Recognizing that a significant portion of the built heritage remains in the hands of traditional owners and caretakers, UNESCO seeks to encourage private sector involvement and public-private collaboration in heritage conservation. The flagship strategy in the Asia-Pacific region is the annual UNESCO Asia-Pacific Heritage Awards for Culture Heritage Conservation programme. The programme was established in the year 2000 as a means of identifying and showcasing the most successful best practices in built heritage conservation from this region.  By recognizing private sector achievements and public-private initiatives in successfully restoring structures of heritage value, UNESCO encourages both policies and practices which result in the preservation of the unique heritage values and  historic significance of our communities, which pave the way for future projects both within the same communities and beyond.

Since its establishment, the programme has brought to public attention a noteworthy body of work in the field of heritage conservation. Since 2000, a total of 241 entries were received from 23 countries, of which 105 were recognized with UNESCO Asia-Pacific Heritage Awards. Winners represent a broad spectrum of the region's built heritage, serving as a testament to how conservation can be successfully integrated into various urban development strategies. The projects highlight the challenges facing the conservation profession around the Asia-Pacific region today, ranging from the disappearance of traditional materials, skills and techniques to the economic and political forces driving urban densification.

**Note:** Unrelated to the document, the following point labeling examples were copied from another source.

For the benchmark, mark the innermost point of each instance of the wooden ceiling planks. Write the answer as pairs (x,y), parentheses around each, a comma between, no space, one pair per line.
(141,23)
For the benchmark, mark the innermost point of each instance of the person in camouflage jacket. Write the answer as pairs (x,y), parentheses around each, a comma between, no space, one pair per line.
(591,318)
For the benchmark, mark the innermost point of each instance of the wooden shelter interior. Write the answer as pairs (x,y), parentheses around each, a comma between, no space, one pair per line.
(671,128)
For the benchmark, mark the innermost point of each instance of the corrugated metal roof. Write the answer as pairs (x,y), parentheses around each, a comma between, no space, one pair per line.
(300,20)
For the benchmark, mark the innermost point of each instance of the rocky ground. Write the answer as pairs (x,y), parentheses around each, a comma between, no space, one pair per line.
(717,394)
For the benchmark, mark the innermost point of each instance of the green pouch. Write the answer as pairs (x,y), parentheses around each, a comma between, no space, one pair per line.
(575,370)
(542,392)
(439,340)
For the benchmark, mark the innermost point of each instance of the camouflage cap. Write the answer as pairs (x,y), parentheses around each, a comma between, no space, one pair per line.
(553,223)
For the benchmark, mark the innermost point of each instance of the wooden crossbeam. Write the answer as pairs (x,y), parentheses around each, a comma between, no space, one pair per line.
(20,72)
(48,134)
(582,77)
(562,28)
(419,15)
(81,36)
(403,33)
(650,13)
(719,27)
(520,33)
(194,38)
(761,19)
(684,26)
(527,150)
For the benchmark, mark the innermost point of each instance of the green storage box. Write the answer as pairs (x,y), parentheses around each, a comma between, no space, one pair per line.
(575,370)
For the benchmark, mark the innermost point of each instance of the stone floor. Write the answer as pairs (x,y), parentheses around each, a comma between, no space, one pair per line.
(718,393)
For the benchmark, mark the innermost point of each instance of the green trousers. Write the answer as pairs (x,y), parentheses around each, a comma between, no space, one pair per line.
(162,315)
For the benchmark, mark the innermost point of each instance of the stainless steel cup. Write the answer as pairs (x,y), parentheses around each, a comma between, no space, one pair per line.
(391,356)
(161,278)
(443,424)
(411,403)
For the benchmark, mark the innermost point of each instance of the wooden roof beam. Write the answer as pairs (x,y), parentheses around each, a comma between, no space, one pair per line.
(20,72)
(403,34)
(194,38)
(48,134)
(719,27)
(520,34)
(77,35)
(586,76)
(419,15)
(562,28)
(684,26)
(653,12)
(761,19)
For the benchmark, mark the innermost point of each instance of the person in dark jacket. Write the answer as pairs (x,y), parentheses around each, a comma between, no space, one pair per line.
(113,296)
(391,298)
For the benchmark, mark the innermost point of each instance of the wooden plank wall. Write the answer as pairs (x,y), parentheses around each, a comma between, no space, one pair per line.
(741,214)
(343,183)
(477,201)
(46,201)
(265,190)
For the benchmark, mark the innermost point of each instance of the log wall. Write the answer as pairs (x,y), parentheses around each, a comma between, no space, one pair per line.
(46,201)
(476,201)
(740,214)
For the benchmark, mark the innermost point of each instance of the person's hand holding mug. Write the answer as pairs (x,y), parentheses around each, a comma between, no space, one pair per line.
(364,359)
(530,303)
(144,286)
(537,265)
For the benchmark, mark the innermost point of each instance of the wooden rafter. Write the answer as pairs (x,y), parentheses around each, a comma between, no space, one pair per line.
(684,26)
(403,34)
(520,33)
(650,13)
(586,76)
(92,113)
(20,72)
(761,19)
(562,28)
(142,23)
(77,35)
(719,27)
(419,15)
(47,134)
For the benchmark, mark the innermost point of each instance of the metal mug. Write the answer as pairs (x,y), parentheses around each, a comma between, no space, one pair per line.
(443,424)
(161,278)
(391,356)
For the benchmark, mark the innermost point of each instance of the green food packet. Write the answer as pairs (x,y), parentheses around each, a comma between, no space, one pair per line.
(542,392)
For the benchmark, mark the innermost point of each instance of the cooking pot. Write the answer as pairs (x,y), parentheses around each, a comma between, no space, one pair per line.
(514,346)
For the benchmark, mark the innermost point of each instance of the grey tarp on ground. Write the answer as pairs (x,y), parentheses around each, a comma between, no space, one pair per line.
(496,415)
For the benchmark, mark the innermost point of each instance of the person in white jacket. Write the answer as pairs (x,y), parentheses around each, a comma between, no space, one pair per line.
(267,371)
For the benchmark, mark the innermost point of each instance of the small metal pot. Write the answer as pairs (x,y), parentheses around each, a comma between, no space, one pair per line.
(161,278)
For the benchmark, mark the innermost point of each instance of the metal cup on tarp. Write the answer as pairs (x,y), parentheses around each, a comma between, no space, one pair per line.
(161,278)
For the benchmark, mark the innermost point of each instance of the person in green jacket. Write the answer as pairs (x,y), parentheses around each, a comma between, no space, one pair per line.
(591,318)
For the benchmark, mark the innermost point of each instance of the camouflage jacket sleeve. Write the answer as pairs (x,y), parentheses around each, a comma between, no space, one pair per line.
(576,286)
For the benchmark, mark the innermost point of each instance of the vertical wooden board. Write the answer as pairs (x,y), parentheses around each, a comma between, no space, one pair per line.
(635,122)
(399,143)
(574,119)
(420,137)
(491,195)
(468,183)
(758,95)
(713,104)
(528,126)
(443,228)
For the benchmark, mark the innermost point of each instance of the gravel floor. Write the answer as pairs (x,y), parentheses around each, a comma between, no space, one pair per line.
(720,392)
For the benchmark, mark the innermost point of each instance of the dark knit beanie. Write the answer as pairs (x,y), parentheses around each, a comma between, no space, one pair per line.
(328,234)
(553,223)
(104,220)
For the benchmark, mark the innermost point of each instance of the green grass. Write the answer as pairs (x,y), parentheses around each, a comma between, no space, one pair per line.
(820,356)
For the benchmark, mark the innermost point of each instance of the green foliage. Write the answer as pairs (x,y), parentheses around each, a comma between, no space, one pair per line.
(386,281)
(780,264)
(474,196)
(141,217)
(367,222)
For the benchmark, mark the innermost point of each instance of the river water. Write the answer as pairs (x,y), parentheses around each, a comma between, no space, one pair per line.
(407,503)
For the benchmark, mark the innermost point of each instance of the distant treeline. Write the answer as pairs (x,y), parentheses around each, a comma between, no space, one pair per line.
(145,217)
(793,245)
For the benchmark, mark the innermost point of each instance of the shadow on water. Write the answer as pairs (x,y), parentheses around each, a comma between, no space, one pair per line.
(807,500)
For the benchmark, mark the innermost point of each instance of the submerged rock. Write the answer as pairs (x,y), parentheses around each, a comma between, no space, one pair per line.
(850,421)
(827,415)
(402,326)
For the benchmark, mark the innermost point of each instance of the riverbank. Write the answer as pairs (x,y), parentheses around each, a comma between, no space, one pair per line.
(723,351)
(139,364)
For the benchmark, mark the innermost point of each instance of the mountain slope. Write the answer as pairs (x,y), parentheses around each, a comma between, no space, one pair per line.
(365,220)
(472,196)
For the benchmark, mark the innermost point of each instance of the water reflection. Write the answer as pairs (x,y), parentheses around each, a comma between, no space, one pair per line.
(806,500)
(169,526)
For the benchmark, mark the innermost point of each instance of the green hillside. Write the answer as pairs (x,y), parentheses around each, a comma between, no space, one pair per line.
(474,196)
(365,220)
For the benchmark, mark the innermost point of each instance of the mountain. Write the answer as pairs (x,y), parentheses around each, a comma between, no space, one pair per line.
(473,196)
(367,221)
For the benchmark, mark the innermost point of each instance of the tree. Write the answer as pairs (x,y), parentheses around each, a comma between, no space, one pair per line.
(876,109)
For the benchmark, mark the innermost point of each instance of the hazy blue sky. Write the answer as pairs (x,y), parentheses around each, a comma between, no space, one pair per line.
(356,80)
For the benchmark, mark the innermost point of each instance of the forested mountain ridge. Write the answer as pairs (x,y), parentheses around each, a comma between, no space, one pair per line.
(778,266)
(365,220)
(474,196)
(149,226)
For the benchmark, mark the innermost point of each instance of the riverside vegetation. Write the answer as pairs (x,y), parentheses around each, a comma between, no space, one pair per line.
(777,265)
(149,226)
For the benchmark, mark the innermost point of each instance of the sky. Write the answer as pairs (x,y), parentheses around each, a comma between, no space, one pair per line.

In recognition of the ever-evolving nature of built form and cultural expression, a special award category, the Jury Commendation for Innovation, was inaugurated in 2005 as part of the programme to recognize innovative new buildings which successfully integrate into historic districts in a way that complements and enhances the historic character and contributes to the cultural continuum of the area.

The selection process for the Awards programme is rigorous and is conducted annually by a panel of international conservation experts in architecture, urban planning, landscape design and heritage conservation, all of whom practice in the Asia-Pacific region.

The award-winning projects set benchmark standards of technical excellence, foster community involvement and capacity-building, and have a catalytic effect on local restoration and conservation efforts. All winning entries serve as best practice models in their understanding of the issues of conservation in relation to the cultural, social, historical and architectural significance of the building, employment of appropriate construction and artisan techniques as well as use of appropriate materials.

A set of powerful "first principles" guiding the conservation of the historic built heritage in the Asia-Pacific region has emerged from the programme, which have evolved and been validated through professional practice over the past two decades. They are:

  • Collective mapping of cultural space, its hierarchies, symbolic language and associations is a pre-requisite for appropriate and successful conservation;
  • Tangible cultural expressions derive their origin, value and continuing significance from intangible cultural practices;
  • Authenticity, the defining characteristic of heritage, is a culturally-relative characteristic to be found in continuity, but not necessarily in only the continuity of material;
  • The conservation process succeeds when histories are revealed, traditions revived and meanings recovered in a palimpsest of knowledge;
  • Appropriate use of heritage is negotiated, resulting in a life-enhancing space.

Together, the first principles affirm a set of professional norms which have arisen out of a uniquely Asian physical and socio-cultural space.